Instructor, Harvard Medical School
Neo M. Tapela, is an Associate Physician in the Division of Global Health Equity, an Instructor at Harvard Medical School, and Research Associate for the Botswana Harvard Partnership, Dr. Tapela currently heads Botswana’s national non-communicable diseases (NCD) program within the Ministry of Health. In this capacity she has led the finalization of Botswana’s first national primary health care guidelines, including strengthening the primary care platform, integrating standardized high-impact NCD interventions, and leading the shift towards community-based healthcare delivery. She also serves as the principal investigator for several NIH-funded research projects; most recently, a planning grant to establish a center for NCD research excellence in Southern Africa.

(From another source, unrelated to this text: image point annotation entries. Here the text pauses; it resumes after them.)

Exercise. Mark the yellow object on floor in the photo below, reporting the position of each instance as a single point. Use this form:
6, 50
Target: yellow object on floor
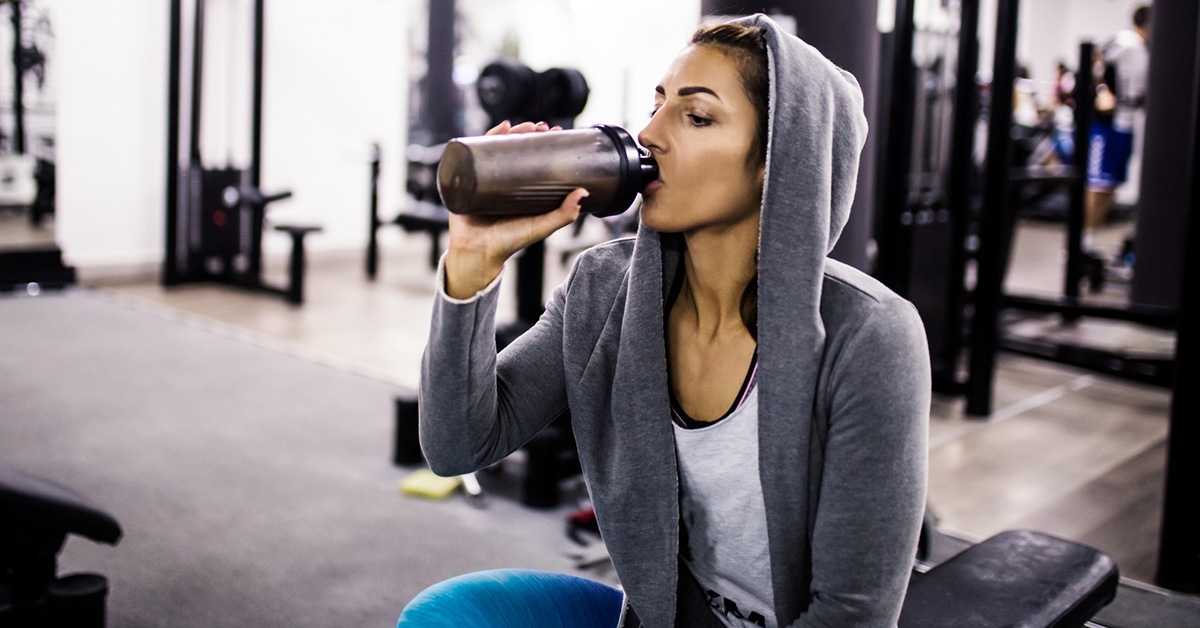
424, 483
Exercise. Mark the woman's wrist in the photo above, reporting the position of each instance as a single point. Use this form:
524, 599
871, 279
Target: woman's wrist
468, 273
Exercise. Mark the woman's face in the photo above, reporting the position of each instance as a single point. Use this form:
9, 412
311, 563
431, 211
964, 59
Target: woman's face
701, 131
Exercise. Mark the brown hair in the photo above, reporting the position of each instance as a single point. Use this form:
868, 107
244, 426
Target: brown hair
747, 46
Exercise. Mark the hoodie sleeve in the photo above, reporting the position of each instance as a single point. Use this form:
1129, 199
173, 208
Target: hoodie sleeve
873, 491
477, 407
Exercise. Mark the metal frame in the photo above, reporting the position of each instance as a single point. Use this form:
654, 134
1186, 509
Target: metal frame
1179, 555
993, 243
189, 183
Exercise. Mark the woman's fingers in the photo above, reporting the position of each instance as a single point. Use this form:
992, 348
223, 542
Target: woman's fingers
507, 127
541, 226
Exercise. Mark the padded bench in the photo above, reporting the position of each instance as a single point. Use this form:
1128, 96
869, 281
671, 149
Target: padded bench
1015, 579
36, 515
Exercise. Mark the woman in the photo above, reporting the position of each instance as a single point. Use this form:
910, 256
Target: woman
750, 416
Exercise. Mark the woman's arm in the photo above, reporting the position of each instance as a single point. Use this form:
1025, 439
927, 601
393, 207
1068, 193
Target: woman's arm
475, 406
873, 491
475, 410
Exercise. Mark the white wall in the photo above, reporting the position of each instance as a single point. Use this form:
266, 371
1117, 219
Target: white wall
336, 79
621, 46
335, 83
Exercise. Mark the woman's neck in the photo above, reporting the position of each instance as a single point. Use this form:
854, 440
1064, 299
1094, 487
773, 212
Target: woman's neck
718, 265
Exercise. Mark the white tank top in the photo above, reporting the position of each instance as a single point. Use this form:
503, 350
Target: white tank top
724, 538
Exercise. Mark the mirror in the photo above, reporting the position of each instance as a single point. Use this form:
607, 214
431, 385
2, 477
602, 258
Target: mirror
27, 127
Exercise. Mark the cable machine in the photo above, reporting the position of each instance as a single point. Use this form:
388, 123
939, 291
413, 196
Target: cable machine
215, 215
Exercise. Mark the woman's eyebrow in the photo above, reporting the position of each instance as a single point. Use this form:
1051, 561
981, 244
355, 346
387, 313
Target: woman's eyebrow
688, 91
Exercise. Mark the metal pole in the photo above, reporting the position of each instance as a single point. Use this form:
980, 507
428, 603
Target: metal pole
18, 83
256, 133
1179, 555
985, 333
1084, 107
895, 222
441, 106
169, 269
256, 211
373, 238
966, 108
197, 84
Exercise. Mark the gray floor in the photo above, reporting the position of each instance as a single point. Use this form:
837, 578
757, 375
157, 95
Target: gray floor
1066, 452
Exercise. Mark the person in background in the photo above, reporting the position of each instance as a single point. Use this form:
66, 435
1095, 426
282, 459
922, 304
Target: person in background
1122, 65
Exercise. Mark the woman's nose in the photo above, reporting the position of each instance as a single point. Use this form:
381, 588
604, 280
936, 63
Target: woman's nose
648, 137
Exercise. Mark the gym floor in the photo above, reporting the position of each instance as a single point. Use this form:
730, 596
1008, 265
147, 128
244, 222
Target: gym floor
1066, 452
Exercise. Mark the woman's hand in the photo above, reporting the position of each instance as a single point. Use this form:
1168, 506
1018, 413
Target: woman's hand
480, 245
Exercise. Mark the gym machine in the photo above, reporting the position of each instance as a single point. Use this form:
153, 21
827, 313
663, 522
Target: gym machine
215, 215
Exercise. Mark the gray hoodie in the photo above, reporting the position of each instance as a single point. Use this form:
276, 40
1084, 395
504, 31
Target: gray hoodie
844, 382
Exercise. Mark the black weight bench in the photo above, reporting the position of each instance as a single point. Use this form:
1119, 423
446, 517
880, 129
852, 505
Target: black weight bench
36, 515
1015, 579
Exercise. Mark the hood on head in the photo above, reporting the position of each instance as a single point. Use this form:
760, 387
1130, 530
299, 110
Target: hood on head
816, 131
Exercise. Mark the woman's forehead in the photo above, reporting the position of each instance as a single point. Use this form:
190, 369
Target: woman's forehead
702, 66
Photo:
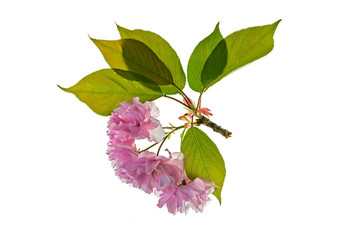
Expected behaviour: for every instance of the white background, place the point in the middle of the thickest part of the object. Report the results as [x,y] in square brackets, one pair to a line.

Dr. Tapela is a graduate of the Doris and Howard Hiatt Global Health Equity residency program, at Brigham and Women's Hospital. During her residency, she worked in Haiti, Lesotho, Rwanda, and Botswana, and participated in an internship program at WHO headquarters in Geneva. Upon completing residency, Dr. Tapela returned to her home country Botswana where she joined the newly established University of Botswana School of Medicine, where she contributed to the design of the internal medicine residency curriculum and spearheaded quality improvement initiatives.
She subsequently served as Director of Partners In Health’s NCD program in Rwanda, during which time she oversaw the establishment of Butaro Cancer Center of Excellence, a unique public rural comprehensive oncology program now serving over 4,000 low-income patients. Dr. Tapela also established Rwanda’s first national cancer treatment guidelines and developed a training curriculum to facilitate the scale up of a district hospital integrated NCD care model.
Dr. Tapela earned her BA in Biological Sciences (with a minor in Africana Studies) from Wellesley College in 2002, her MD from the Harvard Medical School in 2010, and her MPH from the Harvard School of Public Health in 2010.